Also, I have much nachas. (Not nachos, dammit...it means joy). I have realized over the last few days that Yiddish is the official language of cursing on network television.
Any number of times I've seen someone called a schmuck or a putz on t.v. Last night, I was watching when someone on some show said something along the lines of, "But you were schtupping her!"
You can't say that in English and you can't say it in Spanish. You could probably get away with saying it in Senegalese or Lithuanian, but nobody'd know what the hell you were talking about.
So, let's all give a cheer to Yiddish...the official blue language of television.
Yay!
18 comments:
Oy! As far as things I didn't already know, this is bupkis!
Hee! You're absolutely correct. Pardon me as I go schmooze with the kitties and we nosh on some tuna.
Yes, none of those are blue, the only other off color words that I can think of are schlong and tuchas, and tuchas is fairly ok.

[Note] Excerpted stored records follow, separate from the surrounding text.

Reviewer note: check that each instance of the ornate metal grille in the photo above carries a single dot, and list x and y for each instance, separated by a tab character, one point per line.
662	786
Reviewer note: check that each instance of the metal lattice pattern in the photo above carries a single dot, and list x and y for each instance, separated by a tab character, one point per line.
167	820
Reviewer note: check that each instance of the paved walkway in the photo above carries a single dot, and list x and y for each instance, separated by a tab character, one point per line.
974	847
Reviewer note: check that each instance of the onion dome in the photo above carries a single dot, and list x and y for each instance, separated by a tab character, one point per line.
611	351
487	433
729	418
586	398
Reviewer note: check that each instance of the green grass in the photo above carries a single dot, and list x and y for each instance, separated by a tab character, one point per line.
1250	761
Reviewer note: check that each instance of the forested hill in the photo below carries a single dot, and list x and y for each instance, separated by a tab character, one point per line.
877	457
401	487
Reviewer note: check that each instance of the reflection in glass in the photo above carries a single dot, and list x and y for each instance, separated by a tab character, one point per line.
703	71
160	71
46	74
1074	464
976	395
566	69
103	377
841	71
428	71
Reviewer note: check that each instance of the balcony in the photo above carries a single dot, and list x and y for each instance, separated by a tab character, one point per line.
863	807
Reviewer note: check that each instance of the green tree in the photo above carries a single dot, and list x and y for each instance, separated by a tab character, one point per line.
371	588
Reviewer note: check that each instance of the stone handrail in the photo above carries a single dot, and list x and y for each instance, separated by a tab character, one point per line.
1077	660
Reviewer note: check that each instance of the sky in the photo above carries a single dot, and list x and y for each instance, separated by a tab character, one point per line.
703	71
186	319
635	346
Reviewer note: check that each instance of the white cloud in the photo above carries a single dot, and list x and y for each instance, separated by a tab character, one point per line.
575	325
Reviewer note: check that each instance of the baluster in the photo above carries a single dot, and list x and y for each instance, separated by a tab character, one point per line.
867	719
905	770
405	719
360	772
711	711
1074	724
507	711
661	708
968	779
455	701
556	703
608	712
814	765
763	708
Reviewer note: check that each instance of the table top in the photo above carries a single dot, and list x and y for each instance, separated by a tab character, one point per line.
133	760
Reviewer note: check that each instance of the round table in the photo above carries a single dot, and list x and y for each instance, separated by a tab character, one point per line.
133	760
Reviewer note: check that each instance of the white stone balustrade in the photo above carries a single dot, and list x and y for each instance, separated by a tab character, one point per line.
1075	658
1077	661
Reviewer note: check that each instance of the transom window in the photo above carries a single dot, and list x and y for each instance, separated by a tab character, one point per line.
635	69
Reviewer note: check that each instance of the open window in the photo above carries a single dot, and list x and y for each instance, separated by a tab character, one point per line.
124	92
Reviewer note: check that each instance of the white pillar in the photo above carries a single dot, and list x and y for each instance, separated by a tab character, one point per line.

So speaks the zaftig woman. :)
That shlemiel shtupped that shiksa! Oy, gevolt! Meshugeneh!
On a different note, "kisch in tuchas" is a commonly used phrase in our household, freely substituted for "suit yourself".
I think we have Mel Brooks to thank for this - he used yiddish swear words in damned near every movie he made.
And if stupenaggal isn't a word in yiddish, it should be. As in Young Frankenstein: "Zat vould mean he vould have an enormouz stupenaggal!." "Yes, yes, I believe you're right."
"I am ferklept!"
I've always considered Yiddish a language of great joy.
When someone in my family uses it, it's either to make a snarky comment, or make a joke. People always laugh when Yiddish is spoken.
Jim,
In my family, stupnagel was always used as a sort of friendly way to call somebody an idiot. I just did a little internetty search to see if anything would back up that definition. I couldn't find an actual definition anywhere, but I did find a couple of places where it was used in that context. (There's also a bunch of Generals named "Von Stupnagel", but that's probably a play on words.) I'm pretty sure it's actually a made up word.
And in the context of your quote, I think the word you're looking for is shvantz.
Didn't Yogurt tell Bill Pullman to use the shvantz to defeat Rick Moranis?
(In defense of my geekiness I know he really said schwartz)
Now what I find interesting is that in Firefly, when they used Chinese, I remember Joss Whedon saying they didn't use the equivalent of the FCC 7.
Maybe it was just a matter of writer/director perspective?
Maybe it's a matter of too many Chinese speakers in the US who might write to the FCC?
Really?
I somehow imagine older Jewish folks who speak Yiddish as more likely to complain about cursing than Chinese folks.
But maybe Firefly--which was adored by my grandmother--had a broader appeal than whatever Nathan was watching?
Or maybe there are cultural differences for cursing.
Michelle,
I'm pretty sure the age group you're thinking of has always thought of cursing in Yiddish as the "polite" way of cursing in front of the children. That being the case, it doesn't really offend them.
Are the connotations of the word as strong as they are in English?
I mean, is there a Yiddish equivalent of the f-bomb?
And now that you say that, I do remember some of my Chinese friends were pretty mortified by the idea of using/teaching Chinese curse words. But I'd frequently hear them use "shit" and "hell" because they said it "wasn't the same."
(I really wanted to come up with more gerund synonyms for boinking, but alas my brain has failed me.)
I'd say it's more the equivalent of "fucking"...the one you can't say on TV, but you can if you say it in Yiddish for some reason. :D
Though we do have that supreme court case!
BTW, I know that's not what the supreme court case is about. It's only about inadvertent f-bombs.
But it was funnier pretending it wasn't.
Random Michelle beat me to it, but if we cursed in Chinese we would be on Firefly.
And Jim, I believe it was "He would have an enormous Swanstupper," said Inga.
"That goes without saying," said Frederick.
"He's going to be very popular," said Igor.
@Nathan:
Yes, our family used "stupnagel" too, and it meant idiot in the extreme. (We had both Northern Germans with Jewish surnames in the family and also some family from the Swiss/Alsatian-Palatinate pacifist-nonconformist religious background). I never thought about where we got it from, but maybe a pacifist Amishman would think calling someone a Prussian General's name was very perjorative.